# Missing Abby



## Rinchan (Feb 13, 2011)

My family lost our cat Abby about four years ago. She was 18 years old and a black and white cat. Her death was nice because one day she layed down on a blanket and never woke up. We were expecting her to go soon and were debating whether or not to take her to be pts, but she wasn't in any pain and could still get around, just short distances and very slowly. And we would hold her for hours and pet her when she became very weak. I am sad that I wasn't there when she died. I came home and found her  My dad buried her in the back yard the next day because he wanted to make sure that she had stiffened up in case she had any life left in her.

But she never got a proper memorial. So I figured that it's never too late.

We got her when she was a kitten. A stray cat had a litter of kittens and someone had dumped them at my uncle's door step. My mom agreed to take the cats in. When the kittens were old enough, someone at my mother's work adopted the mother cat and three other people at my mom's work took the other kittens. We kept Abby. 

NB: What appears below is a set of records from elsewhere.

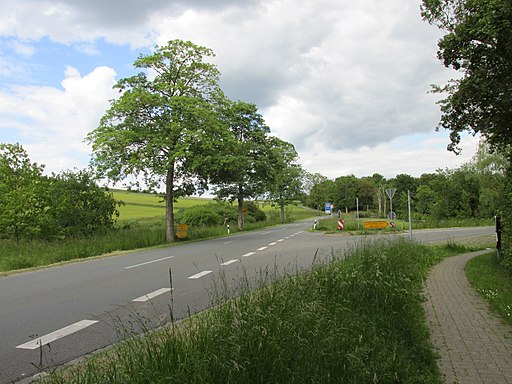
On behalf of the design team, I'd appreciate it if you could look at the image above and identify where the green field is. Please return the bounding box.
[112,190,212,220]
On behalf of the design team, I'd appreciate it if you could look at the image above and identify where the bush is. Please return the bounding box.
[176,202,236,226]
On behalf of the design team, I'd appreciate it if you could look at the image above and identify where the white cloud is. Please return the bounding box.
[0,0,476,177]
[0,67,115,172]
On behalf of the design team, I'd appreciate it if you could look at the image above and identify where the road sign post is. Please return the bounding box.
[386,188,396,220]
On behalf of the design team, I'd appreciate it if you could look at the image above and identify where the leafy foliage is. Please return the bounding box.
[213,101,274,229]
[422,0,512,152]
[0,143,117,240]
[87,40,224,240]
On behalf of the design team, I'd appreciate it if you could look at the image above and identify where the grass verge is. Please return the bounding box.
[464,252,512,325]
[44,241,463,384]
[316,216,494,234]
[0,206,314,274]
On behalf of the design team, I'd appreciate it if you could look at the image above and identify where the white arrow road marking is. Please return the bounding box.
[132,288,171,303]
[16,320,98,349]
[221,259,238,266]
[189,271,212,279]
[124,256,174,269]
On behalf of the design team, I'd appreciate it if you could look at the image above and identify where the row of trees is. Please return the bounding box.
[87,40,301,241]
[422,0,512,272]
[306,143,506,220]
[0,143,118,240]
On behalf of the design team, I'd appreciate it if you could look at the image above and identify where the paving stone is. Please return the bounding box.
[424,251,512,384]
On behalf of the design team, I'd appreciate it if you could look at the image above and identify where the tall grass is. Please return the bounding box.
[0,207,316,272]
[316,216,494,233]
[43,241,460,384]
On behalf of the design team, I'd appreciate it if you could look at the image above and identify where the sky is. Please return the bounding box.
[0,0,478,184]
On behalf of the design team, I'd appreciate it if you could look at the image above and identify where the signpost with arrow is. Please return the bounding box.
[386,188,396,220]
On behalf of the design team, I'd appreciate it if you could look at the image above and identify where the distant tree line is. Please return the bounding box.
[421,0,512,272]
[305,142,507,220]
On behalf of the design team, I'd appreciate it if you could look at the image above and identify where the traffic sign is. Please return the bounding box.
[386,188,396,199]
[176,224,188,239]
[363,221,388,229]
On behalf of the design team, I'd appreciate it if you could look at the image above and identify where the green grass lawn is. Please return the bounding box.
[46,241,464,384]
[112,190,212,221]
[465,252,512,325]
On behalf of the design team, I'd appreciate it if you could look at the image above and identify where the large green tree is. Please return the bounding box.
[269,137,304,223]
[0,143,44,239]
[422,0,512,152]
[422,0,512,270]
[212,100,274,229]
[87,40,224,241]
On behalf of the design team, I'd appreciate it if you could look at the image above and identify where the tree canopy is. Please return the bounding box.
[0,143,118,240]
[87,40,223,241]
[422,0,512,153]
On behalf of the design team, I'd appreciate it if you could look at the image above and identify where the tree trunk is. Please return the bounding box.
[237,185,245,230]
[165,164,176,242]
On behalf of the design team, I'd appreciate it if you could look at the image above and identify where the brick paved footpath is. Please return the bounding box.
[425,251,512,384]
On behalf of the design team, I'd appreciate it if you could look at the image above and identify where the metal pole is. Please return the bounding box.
[356,197,359,231]
[407,191,412,240]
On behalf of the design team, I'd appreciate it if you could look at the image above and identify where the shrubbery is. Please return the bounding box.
[0,143,118,240]
[176,201,267,227]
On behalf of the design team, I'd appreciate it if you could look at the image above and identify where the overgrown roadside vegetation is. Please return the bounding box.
[44,241,466,384]
[316,212,494,234]
[0,202,314,274]
[465,252,512,325]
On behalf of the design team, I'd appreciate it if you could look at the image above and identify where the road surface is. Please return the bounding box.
[0,220,494,383]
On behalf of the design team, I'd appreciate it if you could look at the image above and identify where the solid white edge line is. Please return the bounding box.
[221,259,238,266]
[124,256,174,269]
[132,288,171,303]
[16,320,98,349]
[189,271,212,279]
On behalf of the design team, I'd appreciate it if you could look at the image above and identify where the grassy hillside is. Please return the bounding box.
[112,190,212,220]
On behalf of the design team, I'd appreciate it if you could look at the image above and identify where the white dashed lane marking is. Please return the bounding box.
[133,288,171,303]
[16,320,98,349]
[220,259,238,266]
[189,271,212,279]
[124,256,174,269]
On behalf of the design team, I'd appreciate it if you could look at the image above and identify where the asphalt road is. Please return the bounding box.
[0,220,494,383]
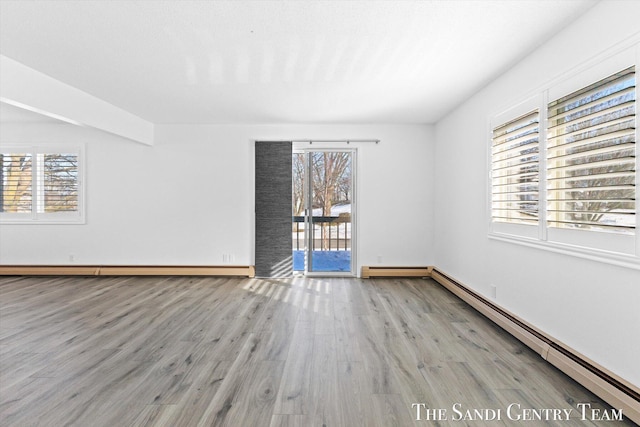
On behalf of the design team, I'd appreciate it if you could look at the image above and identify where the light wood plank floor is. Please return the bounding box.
[0,277,631,427]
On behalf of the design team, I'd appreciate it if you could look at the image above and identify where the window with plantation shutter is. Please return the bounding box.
[546,67,636,233]
[491,110,540,225]
[0,147,83,223]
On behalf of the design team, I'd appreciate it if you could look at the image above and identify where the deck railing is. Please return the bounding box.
[292,214,351,251]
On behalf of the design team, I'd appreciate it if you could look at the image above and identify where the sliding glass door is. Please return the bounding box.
[292,150,355,275]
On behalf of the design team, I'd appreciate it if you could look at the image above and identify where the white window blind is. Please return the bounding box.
[0,147,83,222]
[491,110,540,225]
[547,67,636,233]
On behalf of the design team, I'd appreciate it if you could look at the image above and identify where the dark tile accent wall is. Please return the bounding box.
[255,141,293,277]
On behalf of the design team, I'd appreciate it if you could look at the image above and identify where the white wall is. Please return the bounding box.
[0,123,434,270]
[435,1,640,386]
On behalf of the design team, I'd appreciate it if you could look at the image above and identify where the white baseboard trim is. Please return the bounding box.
[431,268,640,424]
[0,265,255,277]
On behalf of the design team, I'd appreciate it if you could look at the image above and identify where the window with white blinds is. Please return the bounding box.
[546,67,636,233]
[491,110,540,225]
[0,147,82,222]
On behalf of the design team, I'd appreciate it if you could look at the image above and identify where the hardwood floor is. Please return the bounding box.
[0,277,632,427]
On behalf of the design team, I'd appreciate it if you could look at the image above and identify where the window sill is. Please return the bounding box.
[488,232,640,270]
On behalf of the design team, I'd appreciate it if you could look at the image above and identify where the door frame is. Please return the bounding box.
[292,143,358,277]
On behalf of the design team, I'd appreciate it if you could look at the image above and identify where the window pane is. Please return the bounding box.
[491,111,539,225]
[0,153,32,213]
[38,154,78,213]
[547,67,636,233]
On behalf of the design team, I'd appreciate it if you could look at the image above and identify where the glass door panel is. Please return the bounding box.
[293,150,354,274]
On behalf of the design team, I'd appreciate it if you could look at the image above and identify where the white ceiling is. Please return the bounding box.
[0,0,594,123]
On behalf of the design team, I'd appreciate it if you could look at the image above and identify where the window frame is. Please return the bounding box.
[486,42,640,269]
[0,143,86,225]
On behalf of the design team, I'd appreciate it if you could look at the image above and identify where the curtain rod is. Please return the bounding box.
[291,139,380,144]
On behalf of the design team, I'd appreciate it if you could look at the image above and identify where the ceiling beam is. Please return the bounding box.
[0,55,154,145]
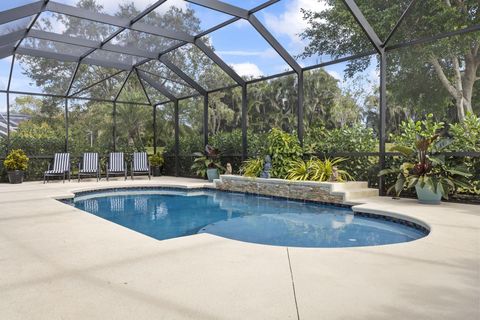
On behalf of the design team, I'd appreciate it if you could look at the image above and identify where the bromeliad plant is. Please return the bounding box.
[3,149,29,171]
[191,145,225,178]
[287,157,353,182]
[378,134,471,199]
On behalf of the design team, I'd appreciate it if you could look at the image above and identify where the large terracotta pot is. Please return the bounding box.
[415,183,442,204]
[207,168,220,182]
[8,170,23,184]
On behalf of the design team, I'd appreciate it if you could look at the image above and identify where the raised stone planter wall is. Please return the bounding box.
[215,175,345,203]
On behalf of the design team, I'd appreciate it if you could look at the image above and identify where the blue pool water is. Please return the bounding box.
[74,190,427,247]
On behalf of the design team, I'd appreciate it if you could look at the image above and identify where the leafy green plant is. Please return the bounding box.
[240,158,265,178]
[191,145,225,178]
[3,149,29,171]
[267,128,303,179]
[378,134,471,199]
[390,113,445,149]
[304,123,378,183]
[150,148,165,167]
[287,157,352,181]
[448,113,480,151]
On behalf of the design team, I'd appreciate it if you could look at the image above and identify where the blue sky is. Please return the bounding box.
[0,0,377,107]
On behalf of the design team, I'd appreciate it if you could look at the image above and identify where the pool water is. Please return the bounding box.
[74,189,426,247]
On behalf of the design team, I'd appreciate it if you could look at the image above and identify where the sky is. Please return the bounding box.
[0,0,378,111]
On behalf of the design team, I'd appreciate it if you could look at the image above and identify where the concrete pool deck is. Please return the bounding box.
[0,177,480,320]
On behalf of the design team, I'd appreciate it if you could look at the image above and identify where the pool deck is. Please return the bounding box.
[0,177,480,320]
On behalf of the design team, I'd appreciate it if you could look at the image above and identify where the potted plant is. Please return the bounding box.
[3,149,29,183]
[191,145,225,182]
[378,134,471,204]
[150,148,165,177]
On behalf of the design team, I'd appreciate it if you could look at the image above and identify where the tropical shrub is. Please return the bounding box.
[10,121,65,156]
[447,114,480,195]
[379,134,471,199]
[191,145,225,178]
[390,114,445,149]
[267,128,303,179]
[3,149,29,171]
[287,157,352,181]
[448,113,480,152]
[150,148,165,167]
[304,124,378,186]
[240,158,265,178]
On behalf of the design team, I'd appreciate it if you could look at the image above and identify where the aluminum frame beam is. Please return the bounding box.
[134,68,153,106]
[0,0,44,24]
[68,70,125,98]
[138,70,178,101]
[45,1,194,43]
[113,69,133,103]
[26,29,157,59]
[248,14,302,74]
[0,29,25,49]
[159,56,207,96]
[382,0,417,48]
[342,0,383,53]
[185,0,249,19]
[16,47,132,71]
[195,39,245,86]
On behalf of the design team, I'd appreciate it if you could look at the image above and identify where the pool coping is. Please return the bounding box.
[60,185,431,238]
[0,177,480,320]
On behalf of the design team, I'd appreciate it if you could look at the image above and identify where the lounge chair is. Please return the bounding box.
[43,153,70,183]
[130,152,151,180]
[107,152,127,181]
[78,152,100,182]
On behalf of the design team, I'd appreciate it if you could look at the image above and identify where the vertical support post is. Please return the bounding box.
[378,49,387,196]
[173,100,180,177]
[203,92,208,146]
[242,84,248,160]
[153,104,157,153]
[297,70,305,147]
[7,54,15,153]
[7,92,10,153]
[112,101,117,152]
[65,98,68,152]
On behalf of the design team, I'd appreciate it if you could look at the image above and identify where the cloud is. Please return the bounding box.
[326,70,343,81]
[264,0,328,47]
[217,48,278,59]
[58,0,188,14]
[231,62,263,78]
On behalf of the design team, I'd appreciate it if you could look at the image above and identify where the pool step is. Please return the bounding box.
[344,188,378,201]
[331,181,368,191]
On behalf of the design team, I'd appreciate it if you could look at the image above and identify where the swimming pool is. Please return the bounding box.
[73,189,428,247]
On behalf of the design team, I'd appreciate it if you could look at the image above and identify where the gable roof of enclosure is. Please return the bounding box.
[0,0,290,103]
[0,0,478,104]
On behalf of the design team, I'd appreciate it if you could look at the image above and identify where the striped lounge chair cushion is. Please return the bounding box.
[108,152,125,172]
[46,153,70,174]
[133,152,148,172]
[80,152,98,173]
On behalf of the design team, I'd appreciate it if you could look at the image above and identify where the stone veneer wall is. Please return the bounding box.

She was an awesome cat. When we got a wheten terrier puppy, she would chase her around the yard which was quite amusing to see XD. She would follow my dad around the house and to his friends house down the street. She was very dominate and never backed down from any animal. For a while she was an outdoor cat and would refuse to come inside. She had no tolerance for other animals introduced into the house so we made her home on the screened in porch so that no other animal could get her at night and she could still be outside. When feline leukimia broke out in our neighborhood, she was the only cat that did not die of it. Not sure if she had a shot. She was very active up until she was about 17 years old when she started to slow down. I would sit with her while watching TV because I knew she would go soon and I wanted the last days of her life to be awesome.

It was hard to say good bye to her, and after four years I am still tearing up writing this.


----------



## Whaler (Feb 13, 2011)

i am so sorry for your loss.

i'm glad that you spent a lot of quality time with are towards the end, i bet she appreciated that very much.


----------



## Susan (Mar 29, 2010)

If Abby was a family cat and she lived to be 18 years, then I imagine you must have grown up with her, and she with you. I can understand why it would be so hard to say goodbye and why you miss her so much. It sounds like you had a wonderful friend for many years. Although she's no longer with you physically, she will live forever in your heart.


----------



## Pawsitively Nicole (Feb 12, 2011)

It sounds like the memory of Abby is still strong, and that she will forever have a place in your heart. What a special girl. Sweet rest dear Abby, know that you are still loved and missed here~


----------



## Rinchan (Feb 13, 2011)

yes I was two when we got her  She was barely a week old according to my mom and she and her siblings were still nursing. I sort of got a facts of life lesson from watching the kittens nurse XD


----------